Figure 3.

DOT1L inhibition causes differentiation and apoptosis in MLL-PTD leukemia cell lines and impairs MLL-PTD leukemia cell proliferation in vivo. (A) Mean fluorescent intensity (MFI) measured by flow cytometry for EOL-1 and KOPM-88 cells treated with 10 μM EPZ004777 for up to 14 days stained with CD11b antibody. Average MFI of EPZ004777 treated biological triplicates are plotted as the fold-change relative to DMSO vehicle control (EPZ/DMSO). Error bars: standard deviation. (B) EOL-1 and KOPM-88 cells were treated with 10 μM EPZ004777 (EPZ) or DMSO vehicle control for up to 14 days and analyzed by flow cytometry every 3–4 days for apoptosis by Annexin V binding. Error bars: standard deviation. (C) Effect of EPZ-5676 administration on the growth of EOL-1 xenograft tumors implanted subcutaneously (SC) in immunocompromised rats. Rats (n=10 per group) were dosed continuously by IV infusion with vehicle, with EPZ-5676 at 17.5 mg/kg/day, 35 mg/kg/day, or 70 mg/kg per day for 21 days.

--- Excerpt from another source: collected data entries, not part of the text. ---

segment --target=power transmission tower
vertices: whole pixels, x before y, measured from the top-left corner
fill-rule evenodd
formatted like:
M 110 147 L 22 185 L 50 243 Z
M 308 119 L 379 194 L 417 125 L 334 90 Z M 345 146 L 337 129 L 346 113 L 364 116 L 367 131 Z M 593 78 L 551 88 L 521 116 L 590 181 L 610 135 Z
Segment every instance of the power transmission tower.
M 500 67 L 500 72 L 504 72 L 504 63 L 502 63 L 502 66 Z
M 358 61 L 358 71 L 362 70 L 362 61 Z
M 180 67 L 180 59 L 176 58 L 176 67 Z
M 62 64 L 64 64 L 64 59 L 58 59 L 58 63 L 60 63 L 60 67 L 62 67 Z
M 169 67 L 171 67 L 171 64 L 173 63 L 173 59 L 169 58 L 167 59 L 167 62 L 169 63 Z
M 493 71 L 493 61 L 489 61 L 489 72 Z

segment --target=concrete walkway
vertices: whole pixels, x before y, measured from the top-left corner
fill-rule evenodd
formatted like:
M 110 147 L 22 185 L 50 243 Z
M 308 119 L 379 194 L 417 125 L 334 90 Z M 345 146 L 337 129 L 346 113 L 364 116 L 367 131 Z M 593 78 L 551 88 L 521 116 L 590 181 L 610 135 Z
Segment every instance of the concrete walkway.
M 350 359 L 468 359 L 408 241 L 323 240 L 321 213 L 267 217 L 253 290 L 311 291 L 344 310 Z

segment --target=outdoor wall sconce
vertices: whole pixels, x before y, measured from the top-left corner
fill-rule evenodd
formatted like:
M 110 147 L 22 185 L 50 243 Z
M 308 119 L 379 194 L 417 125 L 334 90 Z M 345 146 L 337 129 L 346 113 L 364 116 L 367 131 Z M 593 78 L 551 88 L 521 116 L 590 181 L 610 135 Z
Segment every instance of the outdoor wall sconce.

Mean tumor sizes are plotted for each group. Error bars represent the standard deviation. Tumor growth inhibition values on day 23 were 80, 60 and 29% for the 70, 35 and 17.5 mg/kg/day dose groups, respectively. EPZ-5676 blood plasma levels (mean±SD) were 1.31±0.68, 0.68±0.47 and 0.42±0.2 μM in the 70, 35 and 17.5 mg/kg/day dose groups, respectively. (D) Abrogation of H3K79me2 in a nude rat EOL-1 SC xenograft following seven days of continous EPZ-5676 infusion as assessed by quantitative ELISA. H3K79me2 levels were normalized to those of total histone H3 in the same sample and are plotted as a percent of the mean H3K79me2 level in tissue from the vehicle-treated group which is set at 100%. Horizontal lines represent the mean percent H3K79me2 values for each group.